2000 yılında Filistin Çalışmaları Dergisi’ne verdiği bir röportajda Pierre Bourdieu şöyle konuşmuştu: “Kamusal bir duruş sergileme konusunda her zaman tereddüt yaşadım… çünkü, kendimi çağımızın en zor ve trajik problemi olduğu şüphe götürmeyen bir sorun hakkında gerçekçi açıklamalar yapacak kadar yetkin hissetmedim (ırkçı şiddetin en büyüğünün kurbanları ile onların kurbanları arasında nasıl seçim yapılabilir?).”
Eğer Bourdieu bu sözleri ile Holokost mağdurlarını kast ettiyse, kendisi de Siyonist propagandanın kurbanı olmuştur. Siyonizm Filistinlilere yönelik şiddetin bahanesi olarak bu konuyu ne kadar yeniden canlandırmaya ve iddialarda bulunmaya devam ederse etsin, Holokost, İsrail’in ırkçı doğasını haklı çıkarmaz. Eğer Bourdieu bunu kabul etseydi, İsrail ile onun kurbanları arasında seçim yapma ikilemi rahatlıkla çözülürdü.

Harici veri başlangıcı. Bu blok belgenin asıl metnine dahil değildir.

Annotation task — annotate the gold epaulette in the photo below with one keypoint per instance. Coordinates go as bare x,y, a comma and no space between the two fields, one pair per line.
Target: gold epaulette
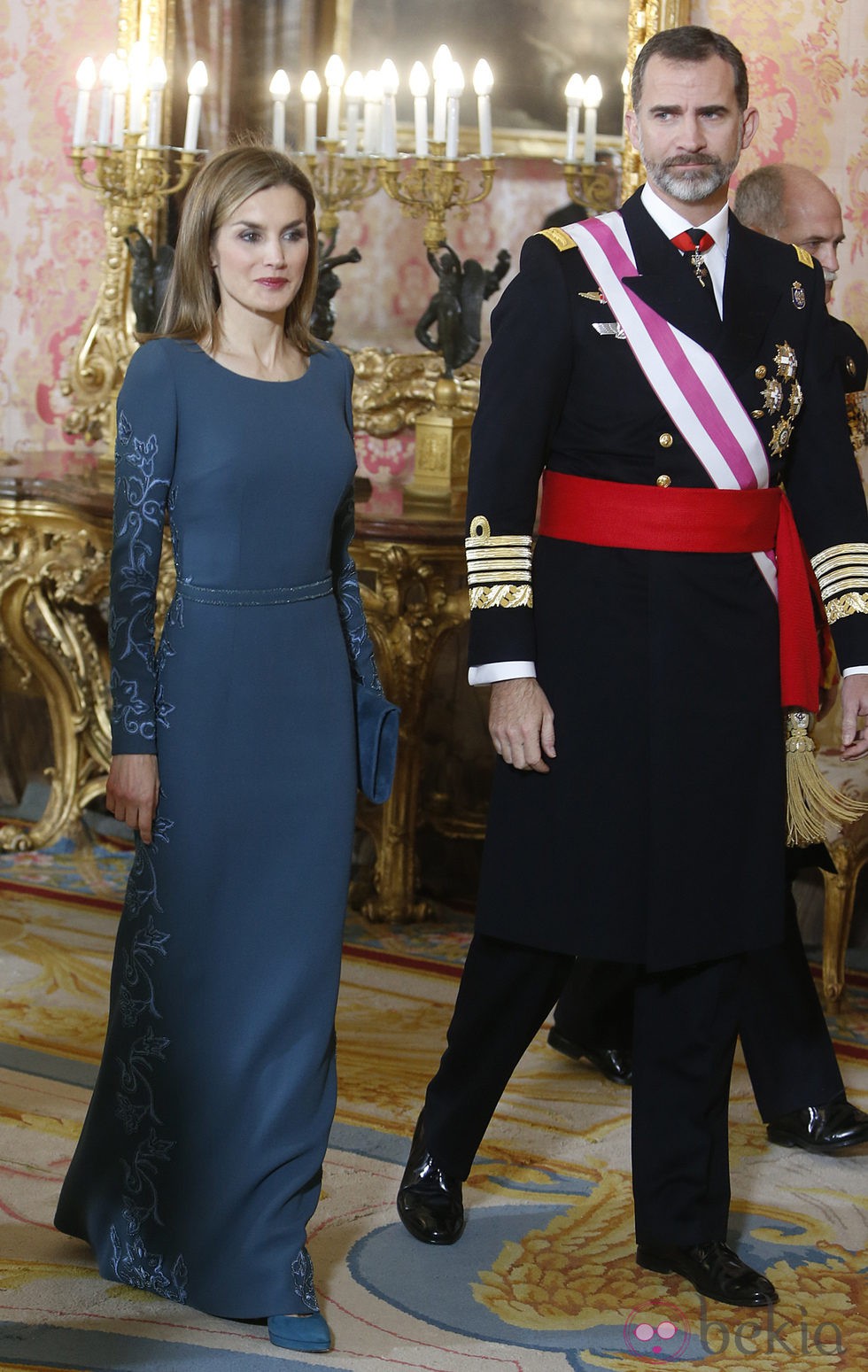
842,577
498,569
560,237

Diğer bir örnek olarak işgal altındaki Kudüs’te ders verirken duruşunu şu sözlerle açıklayan Jacques Derrida’yı ele alalım: “Bu topraklarda, şiddetin son bulmasını savunan, terör suçlarını, ordunun ve polisin işlediği suçları kınayan, İsrail birliklerinin işgal altındaki bölgelerden çekilmesini savunan ve şimdi hiç olmadığı kadar zaruri olan Filistinlilerin müzakereler için kendi temsilcilerini seçme hakkını tanıyan herkesle dayanışma içinde olduğumu ilan ediyorum.” Ancak, Derrida konuşmasında, “İsrail Devleti’nin varlığının elbette ki bundan sonra herkes tarafından tanınmak zorunda olduğunu” vurgulama ihtiyacını da hissetmişti.
Derrida, beyazların üstünlüğünü savunan 1980’lerin ortalarındaki Güney Afrika’ya karşı çıkmasına rağmen, ırkçı bir Yahudi devleti olan İsrail’i herkesin tanıması gerektiğine inanıyor. Derrida’nın, İsrail sömürgeciliğinin ve ırkçılığının Yahudi devleti içinde ve İsrail’in işgali altındaki bölgelerde, farklı araçlar kullansa da aynı kaba kuvvetle hareket ettiğini reddetmesi ve buna direnmesi İsrail ile duygusal bir bağ kurduğunun açık bir göstergesi. Derrida bunu açıkça ifade ediyor: “Burada bulunmamın da açıkça gösterdiği gibi, bu açıklamanın ilham kaynağı yalnızca adalet için duyduğum endişe ve hem İsrail hem de Filistin halklarına karşı hissettiğim dostane duygular değil. Bu açıklama belli bir İsrail imajına duyduğum saygının ve onun geleceğine yönelik umudun bir ifadesi.”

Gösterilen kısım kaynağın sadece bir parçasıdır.